SIGNAUX FAIBLES. Ce matin à la Une du Haaretz une belle photo de Emmanuel Macron et Vladimir Poutine à Versailles. C’est de plus en plus habituel. La Macron-mania frappe la gauche israélienne de plus en plus fort. Emmanuel Macron et sa femme (des pages entières réservées aux amours de « Bibi » Macron) ont déjà eu les honneurs de ce journal de gauche. Le message (à peine dissimulé) de ce matin est simple : « la France a un visage nouveau, pourquoi pas nous ? »

Valoriser Macron pour enfoncer Bibi ? Simplement le goût nouveau des israéliens au « dégagisme ».

DANS OUEST FRANCE.
« Une histoire qui unit. Des sujets qui fâchent. Un dialogue très « cash ». Les fantômes de Versailles ont dû se ranimer à l’odeur de la joute politique, en assistant hier à la première rencontre entre Vladimir Poutine et Emmanuel Macron, sous les ors du Palais.

Le président français a parlé d’échanges « extrêmement francs et directs ». En langage diplomatique, entendez… très rudes. La conférence de presse en a d’ailleurs donné un aperçu. Non pas tant de la part du chef du Kremlin, réputé pour sa rudesse, mais de son hôte. Sollicité sur les interférences russes durant la campagne, le président français n’a pas hésité à qualifier certains médias russes présents en France, financés par le Kremlin, « d’agents d’influence » et de « propagande ».

Les prédécesseurs d’Emmanuel Macron n’avaient de cesse, mais sur la défensive, de dire qu’il fallait parler à Poutine. L’impression dominante, après la rencontre d’hier, c’est que cet échange a bien eu lieu. Sur le fond et sans fard. À un moment crucial où l’axe atlantique est remis en question.

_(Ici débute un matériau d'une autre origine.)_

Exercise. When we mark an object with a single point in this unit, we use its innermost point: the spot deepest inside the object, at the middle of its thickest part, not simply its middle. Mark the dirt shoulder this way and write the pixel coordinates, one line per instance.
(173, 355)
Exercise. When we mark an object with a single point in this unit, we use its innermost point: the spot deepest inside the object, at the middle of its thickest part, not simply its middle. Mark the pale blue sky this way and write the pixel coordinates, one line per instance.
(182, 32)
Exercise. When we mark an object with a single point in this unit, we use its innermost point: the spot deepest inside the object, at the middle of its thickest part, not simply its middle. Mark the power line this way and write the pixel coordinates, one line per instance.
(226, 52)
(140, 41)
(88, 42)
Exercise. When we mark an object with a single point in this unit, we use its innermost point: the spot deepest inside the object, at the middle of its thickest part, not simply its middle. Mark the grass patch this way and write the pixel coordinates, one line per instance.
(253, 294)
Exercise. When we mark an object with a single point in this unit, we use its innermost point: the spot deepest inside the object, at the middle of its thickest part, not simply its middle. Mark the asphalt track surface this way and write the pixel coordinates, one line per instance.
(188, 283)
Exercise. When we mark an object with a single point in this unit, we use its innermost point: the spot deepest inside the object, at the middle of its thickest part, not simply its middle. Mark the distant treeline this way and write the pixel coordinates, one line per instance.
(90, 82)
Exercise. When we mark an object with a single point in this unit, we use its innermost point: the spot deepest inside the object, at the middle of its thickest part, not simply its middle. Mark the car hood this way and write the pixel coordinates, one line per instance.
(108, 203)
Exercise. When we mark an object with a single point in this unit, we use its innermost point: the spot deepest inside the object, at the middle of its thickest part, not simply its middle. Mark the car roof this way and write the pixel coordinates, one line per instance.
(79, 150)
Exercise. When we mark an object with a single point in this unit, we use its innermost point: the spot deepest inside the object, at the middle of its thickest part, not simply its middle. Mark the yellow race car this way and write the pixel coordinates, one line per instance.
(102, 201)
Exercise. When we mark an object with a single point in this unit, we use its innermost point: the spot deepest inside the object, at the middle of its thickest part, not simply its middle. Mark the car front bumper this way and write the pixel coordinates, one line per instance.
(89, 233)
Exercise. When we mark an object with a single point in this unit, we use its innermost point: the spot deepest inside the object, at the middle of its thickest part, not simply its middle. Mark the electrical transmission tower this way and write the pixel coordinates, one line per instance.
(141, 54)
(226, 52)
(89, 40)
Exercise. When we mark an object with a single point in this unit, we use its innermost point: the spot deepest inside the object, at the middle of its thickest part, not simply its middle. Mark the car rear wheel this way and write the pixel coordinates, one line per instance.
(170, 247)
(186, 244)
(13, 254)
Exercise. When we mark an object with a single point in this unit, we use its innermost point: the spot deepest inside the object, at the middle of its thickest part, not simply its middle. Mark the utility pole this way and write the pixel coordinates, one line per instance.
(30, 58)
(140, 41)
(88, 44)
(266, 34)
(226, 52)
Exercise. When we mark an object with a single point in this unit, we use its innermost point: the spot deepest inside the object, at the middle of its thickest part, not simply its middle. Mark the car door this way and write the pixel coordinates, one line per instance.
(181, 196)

Sujet numéro un, la Syrie. Ou, plus exactement, la lutte contre le terrorisme. Depuis l’intervention russe en septembre 2015 en soutien au régime d’Assad, la formule était piégée. Tout le monde comprenait que la lutte contre Daech était, certes, un objectif de Moscou, mais surtout un prétexte. Pour sauver un allié. Sauver sa présence au Moyen-Orient. Revenir dans le jeu là où les Américains se retiraient ».